In questo senso, l'art. 866 del D.Lgs. n. 66 del 2010 ha solamente coordinato - e proprio in ragione delle specifiche esigenze dell'apparato militare di cui si è detto supra - le disposizioni del codice penale comune con quelle del c.p.m.p. In sostanza, mentre per i dipendenti pubblici "civili" è sufficiente un provvedimento ad efficacia dichiarativa che si limiti a prendere atto del disposto dell'art. 32-quinquies c.p., per i dipendenti pubblici che rivestono lo status di militari l'ordinamento prevede un meccanismo più articolato (rimozione ex art. 33, n. 3, c.p.m.p. e perdita del grado per rimozione), che però produce il medesimo risultato dal punto di vista sostanziale.
10. Non sono pertanto suscettibili di accoglimento le istanze di rimessione alla Consulta della questione di legittimità costituzionale delle norme del D.Lgs. n. 66 del 2010 applicate nella specie dal Ministero della Difesa.
Non è invece rilevante l'ulteriore questione di legittimità costituzionale dedotta, atteso che nella specie, gli artt. 30 e 31 c.p.m.p. non hanno trovato applicazione.
Sono ugualmente infondate le censure relative all'asserita violazione del principio di irretroattività delle sanzioni amministrative ed alla contestata decorrenza degli effetti del provvedimento espulsivo, in quanto:
a) a prescindere dall'applicabilità al caso in esame della L. n. 689 del 1981 (vedasi l'art. 12 della stessa legge), nella presente vicenda viene in evidenza una sanzione accessoria di natura penale;
b) la decorrenza giuridica degli effetti del provvedimento è prevista espressamente dalla legge e la relativa disposizione non appare né irragionevole né confliggente con norme e principi costituzionali.
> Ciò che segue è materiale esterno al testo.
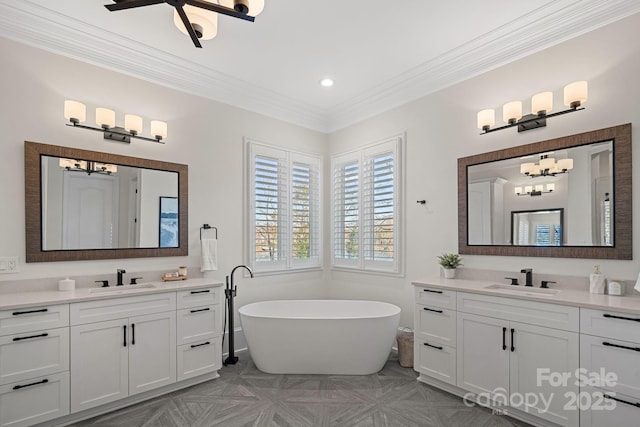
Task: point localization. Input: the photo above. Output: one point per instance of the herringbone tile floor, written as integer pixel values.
(245, 396)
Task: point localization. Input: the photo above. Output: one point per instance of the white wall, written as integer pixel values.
(205, 135)
(442, 127)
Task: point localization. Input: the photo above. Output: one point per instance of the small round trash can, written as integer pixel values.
(405, 347)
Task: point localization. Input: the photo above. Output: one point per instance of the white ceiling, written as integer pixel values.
(381, 54)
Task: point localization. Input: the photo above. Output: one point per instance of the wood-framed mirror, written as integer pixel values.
(588, 175)
(89, 205)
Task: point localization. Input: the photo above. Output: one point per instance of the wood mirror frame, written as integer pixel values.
(33, 205)
(622, 248)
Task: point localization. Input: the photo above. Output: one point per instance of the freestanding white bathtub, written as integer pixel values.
(320, 336)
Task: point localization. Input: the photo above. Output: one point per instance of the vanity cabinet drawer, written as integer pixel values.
(619, 357)
(198, 297)
(33, 354)
(199, 357)
(435, 360)
(435, 297)
(34, 401)
(436, 324)
(119, 308)
(532, 312)
(621, 326)
(33, 319)
(197, 323)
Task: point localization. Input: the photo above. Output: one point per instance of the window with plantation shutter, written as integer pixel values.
(284, 209)
(366, 226)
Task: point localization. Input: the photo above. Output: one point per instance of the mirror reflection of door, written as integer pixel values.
(89, 213)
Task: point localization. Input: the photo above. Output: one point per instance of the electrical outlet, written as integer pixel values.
(8, 264)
Il servizio prestato dal ricorrente nel periodo intercorso fra la riammissione in servizio e la data in cui i provvedimenti impugnati hanno avuto effettiva esecuzione è da considerare servizio di fatto, con tutto ciò che ne consegue dal punto di vista giuridico - economico. Per quanto concerne eventuali ripercussioni che da ciò deriva sulla validità degli atti di P.G. compiuti dal maresciallo (Lpd) nel periodo in questione, si tratta di questione che non rileva nel presente giudizio e che oltre tutto non riguarda il ricorrente (il quale è ovviamente "scriminato" dal punto di vista penale, ai sensi dell'art. 51 c.p.).
11. In conclusione, il ricorso introduttivo e i motivi aggiunti vanno respinti.
In ragione della complessità delle questioni trattate, le spese di giudizio possono però essere integralmente compensate fra le parti.
P.Q.M.
Il Tribunale Amministrativo Regionale per le Marche (Sezione Prima), definitivamente pronunciando:
- respinge il ricorso introduttivo e i motivi aggiunti;
- compensa fra le parti le spese di giudizio.
Ordina che la presente sentenza sia eseguita dall'autorità amministrativa.